You’ve spent months scouring home listings and viewing houses. Once you found your dream home, you signed the contracts and successfully closed. Congratulations! It’s time to get started on this next exciting chapter of your life.

While you’re probably eager to move your belongings into your new home, it’s a good idea to pause for a moment and plan to give your new house a deep cleaning. Here are five areas you’ll want to focus on before you start hauling in your possessions.

1. Bathrooms

Bathrooms are a priority because you’ll want to eliminate any potential germs lurking about. Even if everything looks clean, you can’t know for sure if it’s only been surface-cleaned, so you’ll want to give it your own deep cleaning. This way you can ensure any bacteria or other icky germs aren’t lingering. Focus on the toilet, sink, and tub. Don’t forget the toilet seat—ideally, install a new one.
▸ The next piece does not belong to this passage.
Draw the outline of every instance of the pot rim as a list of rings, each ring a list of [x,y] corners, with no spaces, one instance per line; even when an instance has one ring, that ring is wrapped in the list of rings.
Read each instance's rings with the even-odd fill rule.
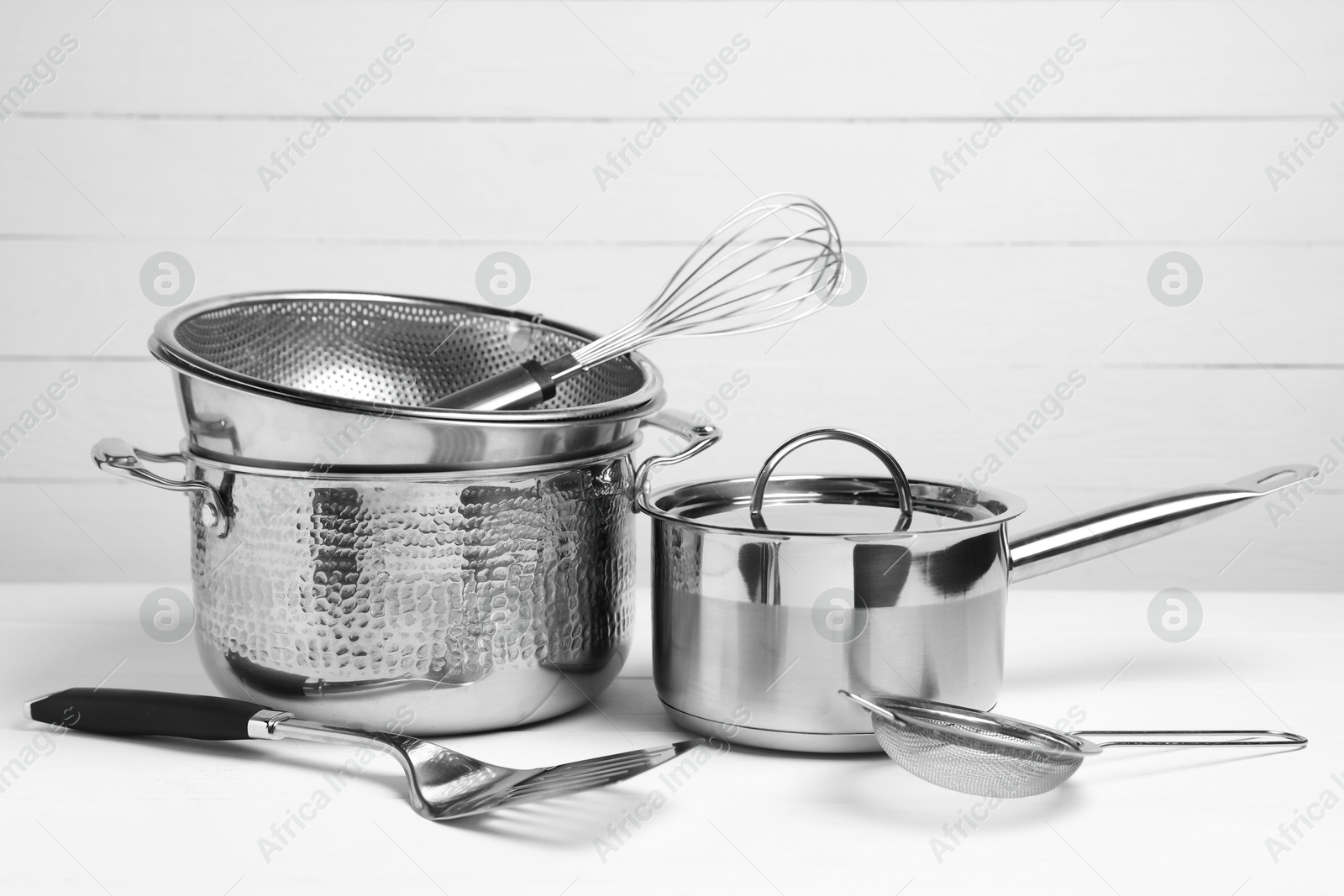
[[[368,467],[368,469],[351,469],[331,465],[327,470],[320,470],[317,467],[323,466],[320,463],[310,465],[309,469],[293,469],[293,467],[274,467],[274,466],[257,466],[254,463],[238,463],[235,461],[224,461],[218,457],[203,455],[199,451],[194,451],[187,439],[179,443],[177,457],[172,459],[180,459],[184,463],[196,463],[207,470],[219,470],[223,473],[241,473],[245,476],[259,476],[273,480],[313,480],[313,481],[340,481],[340,482],[379,482],[388,481],[395,484],[405,482],[431,482],[431,484],[453,484],[453,482],[470,482],[478,484],[482,481],[497,481],[497,480],[527,480],[535,478],[538,476],[544,476],[547,473],[563,473],[567,470],[574,470],[594,463],[606,463],[621,457],[628,457],[634,453],[634,450],[644,441],[644,433],[634,431],[630,439],[625,442],[621,447],[612,449],[609,451],[602,451],[601,454],[589,454],[585,457],[573,457],[563,461],[550,461],[547,463],[532,463],[524,466],[495,466],[484,467],[476,470],[435,470],[435,469],[421,469],[421,467]]]
[[[489,308],[473,302],[461,302],[448,298],[429,298],[423,296],[401,296],[395,293],[364,293],[356,290],[284,290],[261,293],[231,293],[216,296],[196,302],[188,302],[172,309],[155,322],[153,333],[149,337],[149,353],[177,373],[203,379],[219,386],[237,388],[246,392],[263,395],[266,398],[319,407],[329,411],[345,414],[368,414],[384,418],[410,418],[419,420],[433,420],[445,423],[507,423],[521,427],[547,427],[556,423],[578,420],[602,419],[620,420],[646,416],[661,407],[665,392],[663,390],[663,375],[657,367],[638,352],[629,352],[625,357],[630,360],[644,373],[644,386],[633,395],[622,399],[603,402],[601,404],[587,404],[579,408],[554,410],[520,410],[520,411],[462,411],[437,407],[418,407],[413,404],[392,404],[388,402],[370,402],[364,399],[344,399],[312,392],[308,390],[281,386],[269,380],[258,379],[246,373],[231,371],[227,367],[208,361],[191,349],[187,349],[177,340],[177,326],[198,314],[208,313],[220,308],[235,305],[259,305],[284,300],[323,300],[339,302],[358,302],[375,300],[392,305],[442,305],[469,312],[489,312],[496,317],[507,317],[524,321],[536,326],[546,326],[560,333],[578,336],[585,340],[598,339],[597,333],[554,321],[543,314],[528,314],[526,312],[509,310],[505,308]],[[650,408],[652,406],[652,408]]]
[[[771,488],[788,486],[788,485],[809,485],[818,481],[829,481],[832,484],[855,484],[862,485],[868,494],[882,494],[891,490],[891,480],[884,477],[874,476],[845,476],[845,474],[821,474],[821,476],[777,476],[770,480]],[[999,489],[985,489],[974,488],[968,489],[960,482],[948,482],[942,480],[910,480],[910,490],[915,498],[915,509],[934,505],[933,500],[934,492],[946,492],[952,494],[962,494],[972,497],[972,502],[976,506],[986,506],[991,509],[992,516],[982,520],[962,520],[962,521],[949,521],[948,525],[939,527],[937,529],[906,529],[906,531],[886,531],[886,532],[798,532],[793,529],[755,529],[747,527],[735,525],[722,525],[715,523],[704,523],[702,520],[688,519],[676,513],[676,506],[684,505],[688,498],[712,494],[718,501],[727,505],[741,505],[743,510],[750,504],[751,489],[755,485],[754,478],[731,478],[731,480],[702,480],[698,482],[684,482],[681,485],[671,485],[661,488],[652,494],[648,492],[640,492],[636,496],[636,508],[650,517],[663,520],[665,523],[675,523],[677,525],[689,527],[694,529],[700,529],[703,532],[715,533],[730,533],[730,535],[746,535],[757,539],[769,539],[771,536],[782,539],[839,539],[847,541],[903,541],[913,536],[919,535],[939,535],[943,532],[966,532],[970,529],[982,529],[992,527],[1001,527],[1009,520],[1020,516],[1027,509],[1027,501],[1012,494],[1011,492],[1003,492]],[[798,494],[806,494],[804,490],[797,490]],[[766,492],[766,508],[770,506],[770,492]],[[814,493],[813,493],[814,494]],[[892,498],[895,496],[892,494]],[[672,508],[661,506],[661,502],[667,498],[681,498],[676,501]],[[798,504],[801,501],[793,501]],[[859,504],[859,501],[817,501],[825,504]],[[939,506],[948,506],[946,502],[941,502]],[[970,506],[970,504],[962,504],[962,506]],[[948,519],[948,517],[945,517]]]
Tip: Change the shower curtain and liner or, if you’re keeping the existing curtain because it matches the décor, give it a good machine wash.

2. Kitchens

Kitchens are another room where germs tend to linger. To start, clean the interiors of the oven and refrigerator. Next, use disinfectant to wash down the sink, faucet, counters, cabinets and all appliance exteriors. Don’t forget any handles and knobs.

Once you’ve got the kitchen clean, cover the cabinet and pantry shelves with new liner. Not only will it help protect your dishes and other wares, but it’ll give these spaces a fresh clean look and feel when you place your items in it.

3. Floors & Carpets

If you aren’t immediately replacing carpets, give them a deep cleaning with a rug cleaner. If you don’t own or have access to one, you can rent one from a grocery or hardware store. Wash any hardwood floors. To avoid harsh chemicals, you can use water and white vinegar, they’ll eliminate most bacteria and remove most dirt and grime.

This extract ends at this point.